Examining the individual processes running on each cluster node is critical for overall cluster security. Tools based on the Clumon monitoring framework  that collect information about every process on every node in a cluster, analyze the set of processes found, and visually alert the cluster administrator when anomalous conditions are discovered are important.

Such anomalies might include system-related processes that should be running on a node but are in fact missing; processes that are running on a node when the node should be idle (particularly in the case of “root” processes); and an unusually-large number of processes running on an individual node or over the context of the entire cluster.

Detecting these types situations within a cluster is possible because a cluster presents a relatively limited search space for anomaly detection versus an enterprise network with machines of different types (servers, workstations, laptops) running an unbounded number of different software processes.

Network Port Scanning

Unexpected network ports that are opened on a cluster node can be a good indicator of suspicious activity. A port scanner that monitors ports usage tailored to a cluster environment and presents the results to cluster administrators using visualization should be required. The underlying idea is that network ports must be opened in order for an attacker to interact with a cluster, otherwise compromising a cluster is of limited value since there can be little or no interaction with compromised nodes.

Traffic analysis

Applications running on cluster systems have unique patterns of communication, making the task of distinguishing legitimate traffic from abnormal traffic difficult. This difficulty is compounded by the growing use of grid computing software that exhibit communication patterns that cross cluster boundaries by joining multiple geographically-distributed clusters into a single computational resource.

Correlation of the information from the cluster job scheduler with network traffic into and out of the cluster in order to distinguish typical cluster traffic patterns from suspicious or known malicious traffic patterns should be required.
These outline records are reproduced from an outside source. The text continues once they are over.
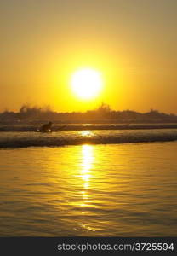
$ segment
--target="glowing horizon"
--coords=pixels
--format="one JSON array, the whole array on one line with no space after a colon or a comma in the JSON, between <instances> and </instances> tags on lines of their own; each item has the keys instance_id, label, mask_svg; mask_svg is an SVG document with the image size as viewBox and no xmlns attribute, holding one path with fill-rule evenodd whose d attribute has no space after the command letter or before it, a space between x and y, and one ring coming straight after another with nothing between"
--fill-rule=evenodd
<instances>
[{"instance_id":1,"label":"glowing horizon","mask_svg":"<svg viewBox=\"0 0 177 256\"><path fill-rule=\"evenodd\" d=\"M177 2L155 2L3 0L0 112L25 103L84 112L103 102L177 113ZM71 76L85 67L104 88L79 96Z\"/></svg>"}]
</instances>

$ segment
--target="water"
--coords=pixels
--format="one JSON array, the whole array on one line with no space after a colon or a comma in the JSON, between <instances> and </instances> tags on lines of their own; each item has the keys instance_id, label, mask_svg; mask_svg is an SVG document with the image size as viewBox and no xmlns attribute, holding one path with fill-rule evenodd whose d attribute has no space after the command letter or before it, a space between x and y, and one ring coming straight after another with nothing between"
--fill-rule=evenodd
<instances>
[{"instance_id":1,"label":"water","mask_svg":"<svg viewBox=\"0 0 177 256\"><path fill-rule=\"evenodd\" d=\"M73 132L64 133L67 141L84 137ZM64 136L24 134L2 132L0 140L48 145ZM176 236L176 148L177 142L1 148L0 236Z\"/></svg>"},{"instance_id":2,"label":"water","mask_svg":"<svg viewBox=\"0 0 177 256\"><path fill-rule=\"evenodd\" d=\"M60 131L52 133L1 131L0 148L55 147L177 140L177 129Z\"/></svg>"}]
</instances>

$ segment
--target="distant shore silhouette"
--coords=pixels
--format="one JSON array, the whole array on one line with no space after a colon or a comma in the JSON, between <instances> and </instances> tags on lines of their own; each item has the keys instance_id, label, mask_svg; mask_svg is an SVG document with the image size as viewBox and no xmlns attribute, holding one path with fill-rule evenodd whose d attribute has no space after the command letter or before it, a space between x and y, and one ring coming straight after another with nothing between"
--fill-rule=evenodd
<instances>
[{"instance_id":1,"label":"distant shore silhouette","mask_svg":"<svg viewBox=\"0 0 177 256\"><path fill-rule=\"evenodd\" d=\"M41 123L50 120L55 123L177 123L177 115L151 109L147 113L133 110L115 111L102 103L97 109L82 112L60 113L49 108L23 105L19 112L0 113L0 123Z\"/></svg>"}]
</instances>

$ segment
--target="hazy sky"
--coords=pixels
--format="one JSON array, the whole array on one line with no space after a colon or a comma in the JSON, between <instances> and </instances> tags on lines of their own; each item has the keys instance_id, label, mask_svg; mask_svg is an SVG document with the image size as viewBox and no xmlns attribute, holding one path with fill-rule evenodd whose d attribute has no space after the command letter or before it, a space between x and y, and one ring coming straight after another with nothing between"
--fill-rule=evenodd
<instances>
[{"instance_id":1,"label":"hazy sky","mask_svg":"<svg viewBox=\"0 0 177 256\"><path fill-rule=\"evenodd\" d=\"M176 0L0 0L0 111L104 102L177 113ZM83 67L104 78L95 100L71 92Z\"/></svg>"}]
</instances>

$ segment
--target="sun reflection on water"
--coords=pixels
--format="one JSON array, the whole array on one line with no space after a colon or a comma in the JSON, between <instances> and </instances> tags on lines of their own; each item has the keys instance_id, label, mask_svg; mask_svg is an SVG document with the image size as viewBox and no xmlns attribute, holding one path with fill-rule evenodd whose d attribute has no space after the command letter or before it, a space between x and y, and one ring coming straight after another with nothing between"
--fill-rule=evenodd
<instances>
[{"instance_id":1,"label":"sun reflection on water","mask_svg":"<svg viewBox=\"0 0 177 256\"><path fill-rule=\"evenodd\" d=\"M80 177L83 180L83 189L81 192L83 201L80 203L80 207L83 207L82 214L85 214L84 207L91 207L92 200L90 198L90 195L88 194L90 179L93 177L92 175L92 166L94 162L94 148L92 145L85 144L82 146L82 162L81 162L81 174ZM77 225L86 229L88 230L95 231L94 229L92 229L88 225L78 223Z\"/></svg>"}]
</instances>

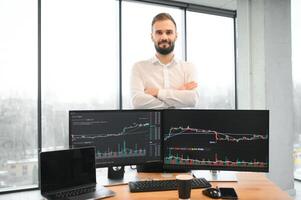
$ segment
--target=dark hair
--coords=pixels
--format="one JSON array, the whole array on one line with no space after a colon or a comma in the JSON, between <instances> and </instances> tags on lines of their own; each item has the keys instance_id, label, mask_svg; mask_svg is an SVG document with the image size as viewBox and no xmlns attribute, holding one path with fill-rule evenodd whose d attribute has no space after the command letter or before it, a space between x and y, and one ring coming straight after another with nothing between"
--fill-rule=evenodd
<instances>
[{"instance_id":1,"label":"dark hair","mask_svg":"<svg viewBox=\"0 0 301 200\"><path fill-rule=\"evenodd\" d=\"M154 23L156 23L157 21L163 21L163 20L172 21L172 23L174 23L175 27L177 28L177 24L176 24L175 20L172 18L172 16L170 14L168 14L168 13L159 13L153 18L152 29L153 29Z\"/></svg>"}]
</instances>

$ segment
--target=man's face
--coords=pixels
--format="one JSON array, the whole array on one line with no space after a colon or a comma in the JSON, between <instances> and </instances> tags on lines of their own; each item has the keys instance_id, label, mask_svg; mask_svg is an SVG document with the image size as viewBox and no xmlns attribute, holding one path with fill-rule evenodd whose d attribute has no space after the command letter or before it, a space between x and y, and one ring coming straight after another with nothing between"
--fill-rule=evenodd
<instances>
[{"instance_id":1,"label":"man's face","mask_svg":"<svg viewBox=\"0 0 301 200\"><path fill-rule=\"evenodd\" d=\"M171 53L175 47L177 32L171 20L157 21L153 25L152 40L156 51L162 55Z\"/></svg>"}]
</instances>

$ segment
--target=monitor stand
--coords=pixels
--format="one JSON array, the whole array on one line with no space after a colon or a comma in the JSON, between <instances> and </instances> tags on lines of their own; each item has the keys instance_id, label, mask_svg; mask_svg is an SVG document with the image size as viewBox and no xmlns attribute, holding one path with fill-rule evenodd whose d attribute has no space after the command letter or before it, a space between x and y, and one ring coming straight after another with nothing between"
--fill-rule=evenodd
<instances>
[{"instance_id":1,"label":"monitor stand","mask_svg":"<svg viewBox=\"0 0 301 200\"><path fill-rule=\"evenodd\" d=\"M210 182L237 182L236 172L217 170L192 170L191 173L196 178L205 178Z\"/></svg>"},{"instance_id":2,"label":"monitor stand","mask_svg":"<svg viewBox=\"0 0 301 200\"><path fill-rule=\"evenodd\" d=\"M136 170L129 166L97 168L96 179L97 183L103 186L123 185L130 181L140 180Z\"/></svg>"}]
</instances>

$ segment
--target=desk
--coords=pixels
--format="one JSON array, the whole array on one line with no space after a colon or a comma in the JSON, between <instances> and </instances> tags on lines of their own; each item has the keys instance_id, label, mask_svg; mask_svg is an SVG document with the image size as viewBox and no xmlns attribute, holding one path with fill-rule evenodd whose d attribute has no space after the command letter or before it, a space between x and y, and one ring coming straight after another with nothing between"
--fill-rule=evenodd
<instances>
[{"instance_id":1,"label":"desk","mask_svg":"<svg viewBox=\"0 0 301 200\"><path fill-rule=\"evenodd\" d=\"M176 174L172 176L175 177ZM237 173L238 182L211 182L212 186L234 187L239 200L287 200L292 198L261 173L241 172ZM139 173L139 178L162 178L161 173ZM102 177L97 177L100 179ZM172 177L171 177L172 178ZM128 185L118 185L107 187L114 192L116 196L107 198L107 200L177 200L176 190L163 192L143 192L130 193ZM0 200L42 200L44 199L40 190L17 192L0 195ZM201 194L201 189L192 189L191 200L210 199Z\"/></svg>"},{"instance_id":2,"label":"desk","mask_svg":"<svg viewBox=\"0 0 301 200\"><path fill-rule=\"evenodd\" d=\"M160 173L140 173L143 178L160 178ZM292 199L286 192L278 188L262 173L237 173L238 182L211 182L212 186L234 187L240 200L286 200ZM110 186L116 192L115 197L108 200L177 200L177 191L130 193L128 185ZM191 200L210 199L201 193L201 189L192 189Z\"/></svg>"}]
</instances>

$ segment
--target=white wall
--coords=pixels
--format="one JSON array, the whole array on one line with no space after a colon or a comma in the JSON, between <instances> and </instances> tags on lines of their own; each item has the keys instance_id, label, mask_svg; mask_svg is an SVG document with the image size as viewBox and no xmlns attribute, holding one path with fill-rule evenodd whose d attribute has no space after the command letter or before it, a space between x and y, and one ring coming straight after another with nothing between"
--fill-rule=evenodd
<instances>
[{"instance_id":1,"label":"white wall","mask_svg":"<svg viewBox=\"0 0 301 200\"><path fill-rule=\"evenodd\" d=\"M237 1L238 108L270 110L268 177L294 194L290 0Z\"/></svg>"}]
</instances>

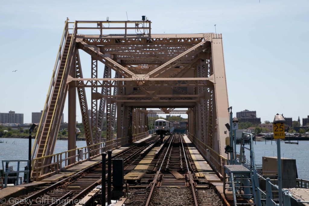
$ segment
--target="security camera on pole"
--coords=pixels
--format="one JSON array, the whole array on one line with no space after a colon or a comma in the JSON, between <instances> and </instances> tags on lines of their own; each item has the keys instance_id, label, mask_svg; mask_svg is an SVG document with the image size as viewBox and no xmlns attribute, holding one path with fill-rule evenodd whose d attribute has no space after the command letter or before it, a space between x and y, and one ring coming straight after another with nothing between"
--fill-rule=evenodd
<instances>
[{"instance_id":1,"label":"security camera on pole","mask_svg":"<svg viewBox=\"0 0 309 206\"><path fill-rule=\"evenodd\" d=\"M278 186L279 205L282 206L282 179L281 177L281 154L280 150L280 139L285 138L284 123L282 115L277 114L273 119L273 138L277 139L277 157L278 163Z\"/></svg>"}]
</instances>

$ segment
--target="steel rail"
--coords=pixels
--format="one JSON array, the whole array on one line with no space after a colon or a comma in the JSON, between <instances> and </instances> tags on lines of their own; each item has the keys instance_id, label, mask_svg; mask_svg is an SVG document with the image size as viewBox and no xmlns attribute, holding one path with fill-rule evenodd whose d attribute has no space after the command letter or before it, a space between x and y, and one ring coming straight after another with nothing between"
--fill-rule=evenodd
<instances>
[{"instance_id":1,"label":"steel rail","mask_svg":"<svg viewBox=\"0 0 309 206\"><path fill-rule=\"evenodd\" d=\"M143 147L142 149L139 149L138 150L137 150L133 153L130 155L128 157L127 157L125 158L125 159L124 160L124 163L128 159L129 159L131 158L134 156L135 155L136 155L137 154L137 153L140 153L141 151L142 151L142 150L144 149L144 148L147 148L147 147L148 147L148 146L150 145L151 144L153 144L154 142L155 141L156 141L157 140L158 138L155 139L153 141L152 141L152 142L148 144L146 146ZM136 147L135 147L135 148ZM130 150L130 151L131 151L131 150L132 150L132 149ZM106 175L107 175L107 174L106 174ZM81 199L81 198L83 196L85 196L85 195L87 195L86 193L87 192L88 192L89 191L91 190L94 187L96 187L96 186L98 186L99 184L100 184L102 182L102 177L101 177L101 178L99 179L95 182L94 183L91 185L89 186L87 188L84 189L82 191L76 195L74 197L72 198L70 200L68 201L68 202L67 203L65 204L63 206L70 206L70 205L71 205L71 204L74 202L74 200L79 199ZM102 188L102 189L103 189L103 188Z\"/></svg>"},{"instance_id":2,"label":"steel rail","mask_svg":"<svg viewBox=\"0 0 309 206\"><path fill-rule=\"evenodd\" d=\"M184 150L184 144L183 143L182 137L180 137L180 141L181 142L181 145L182 146L182 149L184 151L184 157L185 162L186 162L186 166L187 167L187 170L188 171L188 176L189 177L189 179L190 181L190 185L191 186L191 189L192 192L192 195L193 195L193 199L194 200L194 205L198 206L198 204L197 203L197 200L196 198L196 195L195 195L195 192L194 189L194 186L193 185L193 180L192 177L192 174L191 171L189 170L189 166L188 166L188 160L187 159L187 157L186 155L186 153L185 150Z\"/></svg>"},{"instance_id":3,"label":"steel rail","mask_svg":"<svg viewBox=\"0 0 309 206\"><path fill-rule=\"evenodd\" d=\"M156 137L157 138L156 138ZM142 148L145 148L145 147L148 147L149 145L151 144L152 144L155 141L157 140L158 139L158 136L156 136L156 137L155 137L155 136L154 136L154 137L151 137L151 138L154 138L154 139L150 143L147 144L147 145L146 146L143 147ZM136 145L134 145L134 146L131 147L129 149L124 150L123 150L122 151L121 151L121 152L120 152L118 153L115 154L115 155L114 155L112 156L112 157L113 158L117 157L122 155L123 155L124 154L125 154L127 152L129 152L130 151L133 149L134 149L136 148L136 147L142 144L145 143L146 141L149 140L150 139L149 139L147 140L146 140L144 141L142 141L139 143L137 144ZM141 150L140 149L138 151L134 153L136 154L136 153L139 153L140 150ZM125 159L126 160L128 159L128 158L129 158L129 157L132 157L132 155L129 155L129 157L127 157ZM56 188L57 187L60 187L62 185L63 185L67 183L67 185L69 185L70 184L71 184L72 183L74 182L77 180L79 179L80 178L87 175L87 174L89 173L89 172L90 172L91 171L94 170L96 168L100 166L100 165L102 165L102 161L100 161L97 163L96 163L93 165L92 165L89 167L87 167L79 172L78 172L75 173L75 174L74 174L71 175L61 180L60 180L60 181L53 184L48 187L47 187L44 188L44 189L42 189L42 190L38 191L37 192L36 192L35 193L28 196L28 197L27 197L26 198L23 199L22 200L20 201L19 202L16 203L15 204L13 205L12 206L18 206L19 205L24 205L24 203L26 202L27 202L26 201L28 200L30 200L35 199L36 199L36 198L44 194L45 194L47 193L48 192L51 191L51 190ZM101 179L101 179L99 179L98 181L97 181L95 182L92 184L91 185L94 185L94 184L95 184L99 180L100 180L100 179ZM82 191L82 192L81 192L80 193L81 193L82 192L83 192L84 193L85 192L87 192L87 191L88 191L88 190L86 191L86 189L85 189L85 190L84 190L84 191ZM77 196L77 195L75 195L75 197L76 197Z\"/></svg>"},{"instance_id":4,"label":"steel rail","mask_svg":"<svg viewBox=\"0 0 309 206\"><path fill-rule=\"evenodd\" d=\"M152 195L153 195L154 192L154 188L155 188L155 186L157 183L157 182L158 180L158 178L159 177L159 176L160 175L160 172L161 171L161 169L162 168L162 167L163 165L163 163L164 163L164 160L166 157L166 155L167 154L167 152L171 147L171 144L172 142L173 142L173 141L174 139L174 138L175 135L173 135L173 136L172 137L171 139L171 142L170 142L170 144L168 145L168 147L167 148L167 151L165 153L165 154L164 155L164 157L163 158L163 159L162 161L162 163L161 163L161 165L160 166L160 167L159 168L159 169L157 172L157 173L155 174L154 178L154 180L152 181L152 186L151 187L151 189L150 191L150 193L149 194L149 196L148 196L148 198L147 199L147 201L146 202L146 204L145 205L145 206L149 206L149 204L150 203L150 200L151 200L151 197L152 197Z\"/></svg>"}]
</instances>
For example, an automated traffic analysis tool can use contextual information from the job manager as well as a constrained set of legitimate IP addresses belonging to one or more well-known clusters to aid in recognizing patterns of communication in parallel computations such as localized neighbor communication, many-to-many communication, or all-to-all communication.

That is, if a set of nodes are communicating with each other within the context of a single job, the traffic is most likely legitimate. This is in contrast to a machine on an enterprise network that is not attached to any unifying context. The ultimate goal is to automatically detect the types of traffic patterns.


In conclusion  to be effective, cluster security tools must monitor the state of the entire cluster, considering all facets of the cluster security problem and base decisions within this context.  And because of the performance requirements in high-performance distributed systems, it is not possible to simply retrofit existing security mechanisms and expect the HPC community to use them.